DENVER – Two more candidates – both with prior experience in the federal government under the Obama administration – declared their candidacy Tuesday for the Democratic bid for Republican Sen. Cory Gardner’s U.S. Senate seat.
Dan Baer, the 42-year-old former U.S. ambassador to the Organization for Security and Cooperation in Europe and a deputy assistant secretary of state, declared his candidacy first in The Denver Post Monday evening and publicly in a video announcement released Tuesday morning.
And John Walsh, the former U.S. attorney for Colorado under President Obama, announced his candidacy in a video released Tuesday morning, then quickly earned an endorsement from former Deputy Attorney General Sally Yates, who called Walsh “a man of integrity and action” and a “true leader.”

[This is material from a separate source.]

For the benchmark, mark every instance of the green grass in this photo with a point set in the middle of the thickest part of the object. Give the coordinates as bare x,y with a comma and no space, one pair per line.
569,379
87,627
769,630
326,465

“When I talk to Coloradans, I hear frustration that things feel out of balance: working people are taking all the risks – the risk of taking out loans for an education, the risks of getting kicked off health care, the risks of having their children and grandchildren inherit a dying planet– while big corporations are getting all the rewards. It’s time to reset,” Baer said in his announcement, adding that he believes Gardner is avoiding the issues in order to back President Trump.
“Colorado can’t afford to reward Donald Trump by reelecting Cory Gardner,” Baer said.
Baer, who grew up in Jefferson and Arapahoe counties before attending college and graduate school at Harvard and Oxford, touted his time as a diplomat and as the Executive Director of the Colorado Department of Higher Education as reasons why voters should back him in the Democratic primary. He is also aiming to become the first openly-gay man elected to the U.S. Senate.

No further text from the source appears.